Der bolivianische Präsident Morales feiert seinen Erfolg: Bild: ABI

Das neue Grundgesetz wurde von einer verfassunggebenden Versammlung zwischen 2006 und 2008 ausgearbeitet. Es soll einen besseren sozialen Ausgleich zwischen den Bevölkerungsgruppen garantieren. Vorrangiges Ziel ist es, die indigene Bevölkerungsmehrheit von den natürlichen Ressourcen des Landes - vor allem Erdgas - profitieren zu lassen.

Politisch werden die 36 indigenen Volksgruppen des Landes als unabhängige "Nationen" anerkannt. Auch die traditionellen Rechtsprinzipien der indigenen Gemeinden werden offiziell anerkannt. Die Richter des Obersten Gerichtshofes werden in Bolivien künftig gewählt und nicht, wie bisher, vom Präsidenten ernannt. Zudem wird sich Morales nach Ende seiner Amtszeit erneut um das höchste Staatsamt bewerben können. Bislang waren zwei aufeinander folgende Amtszeiten nicht erlaubt.

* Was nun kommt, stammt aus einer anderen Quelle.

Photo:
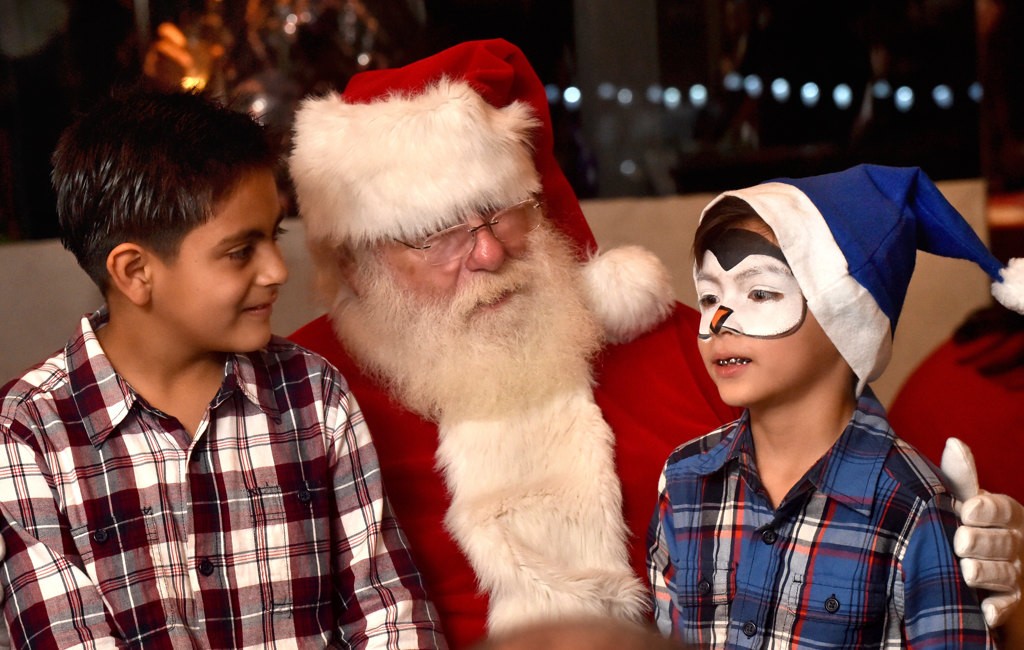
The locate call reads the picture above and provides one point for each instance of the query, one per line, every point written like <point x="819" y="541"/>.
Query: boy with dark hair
<point x="176" y="476"/>
<point x="807" y="522"/>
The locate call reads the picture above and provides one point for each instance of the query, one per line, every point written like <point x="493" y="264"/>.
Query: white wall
<point x="43" y="292"/>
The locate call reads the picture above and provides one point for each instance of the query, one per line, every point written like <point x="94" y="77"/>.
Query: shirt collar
<point x="103" y="399"/>
<point x="847" y="473"/>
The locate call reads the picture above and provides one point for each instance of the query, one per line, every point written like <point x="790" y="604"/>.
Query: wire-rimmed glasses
<point x="509" y="225"/>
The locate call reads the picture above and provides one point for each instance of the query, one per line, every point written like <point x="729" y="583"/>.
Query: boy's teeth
<point x="734" y="360"/>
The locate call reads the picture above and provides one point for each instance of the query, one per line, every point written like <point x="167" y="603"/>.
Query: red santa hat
<point x="407" y="152"/>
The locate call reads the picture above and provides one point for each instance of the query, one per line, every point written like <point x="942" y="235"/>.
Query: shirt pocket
<point x="117" y="554"/>
<point x="291" y="545"/>
<point x="839" y="611"/>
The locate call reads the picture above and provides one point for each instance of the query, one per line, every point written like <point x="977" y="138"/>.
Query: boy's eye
<point x="707" y="301"/>
<point x="241" y="254"/>
<point x="764" y="295"/>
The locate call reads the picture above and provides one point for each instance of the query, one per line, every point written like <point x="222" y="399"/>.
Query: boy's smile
<point x="217" y="294"/>
<point x="759" y="342"/>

Gut 3,8 Millionen Bolivianer waren am Sonntag zur Abstimmung über eine neue Verfassung aufgerufen. Das Referendum fand nach einem jahrelangen Streit statt. Während die linksgerichtete Staatsführung unter Präsident Evo Morales für eine grundlegende Staatsreform zugunsten der indigenen Bevölkerungsmehrheit eintrat, versuchten oppositionelle Gruppierungen bis zuletzt, die Volksabstimmung zu verhindern.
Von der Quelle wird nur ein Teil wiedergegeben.